One of the peculiar traditions in continuum mechanics (and especially in fluid mechanics) is the incessant naming of dimensionless physical parameters: the Reynolds number, the Rayleigh number, the Prandtl number, the Péclet number, and myriad others. If one states all of these numbers quickly one after another, one would almost have a George Carlin routine, except with a lot less cussing.

Illustration of (a) why it is really hard to separate two interleaved books and (b) the dimensionless parameter now known as the Hercules number. This is figure 2, and the associated caption, in a quick study in Phys. Today 69, 6, 74 (2016).

Illustration of (a) why it is really hard to separate two interleaved books and (b) the dimensionless parameter now known as the Hercules number. [This illustration is Figure 2, and its associated caption, from a quick study in Phys. Today 69, 6, 74 (2016).]

 A recently-introduced dimensionless parameter that caught my eye was the Repunzel number from ponytail physics (the subject of the 2012 Ig Nobel Prize in physics). And the naming of this number was very much on my mind a few months ago when I wrote an entry in the Improbable Research blog about a very cool new paper in Physical Review Letters (PRL) on how hard it is to pull apart two interleaved phone books. The authors of the paper had introduced a dimensionless parameter, but it didn’t have a name. And it clearly required a Herculean effort to pull apart those phone books, so I knew what name I wanted to attach to that dimensionless parameter. So with inspiration that was part Herculean, part Oxonian (I have spent the last 9 years in Oxford surrounded by applied mathematicians who study continuum mechanics), and part Repunzelian, I wrote the following sentence:

Restagno and colleagues also fit the data to a curve of force versus a dimensionless amplification parameter—following the continuum-mechanics tradition of using cute names for dimensionless parameters, let’s call it the “Hercules number”—that depends on the number of pages, the page thickness, and the size of the overlap region between the books.

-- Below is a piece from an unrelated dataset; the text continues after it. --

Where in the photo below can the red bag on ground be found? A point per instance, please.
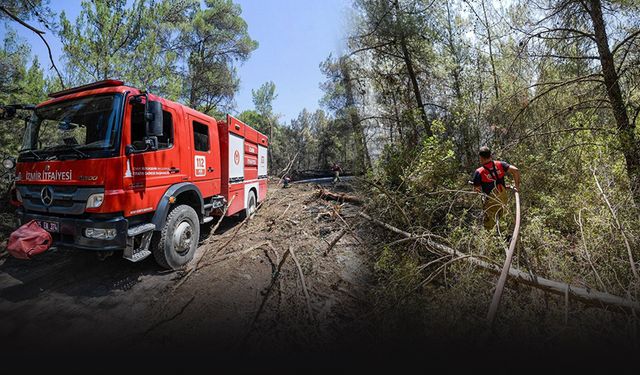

The authors of the PRL paper enjoyed the new monicker—one might even say that the Hercules number was basking in the glow of its new-forged synonym—and they mentioned it to me via Twitter. And now Kari Dalnoki-VeressThomas Salez, and Frédéric Restagno (three of the authors of the original PRL paper) have written a “quick study” in the June 2016 issue of Physics Today. As you’ll notice, they use the name Hercules number, and of course I am very pleased about that. I am always happy to contribute to mathematics and physics with my wit and snark.

Bonus: When it comes to naming a scientific idea after a person (and whether or not one has chosen the correct one), I would like to invoke the “Three Laws of Discovery” that are listed among the quotations on Ig Nobel laureate Michael Berry’s website:

  1. Discoveries are rarely attributed to the correct person. (Arnold’s Law, which is of course self-referential)
  2. Nothing is ever discovered for the first time. (Berry’s Law)
  3. Everything of importance has been said before by someone who did not discover it. (Whitehead’s Law, though I am not sure which Whitehead it is. I assume it is one of the mathematical ones.)

Another Bonus: The story of the penguin diagram in nuclear physics is absolutely lovely. (That name came about substantially through the efforts of Melissa Franklin, whom you may have heard on Improbable Research podcasts.)

A Third Bonus: In mathematics, there is a problem called the Ten Martini Problem.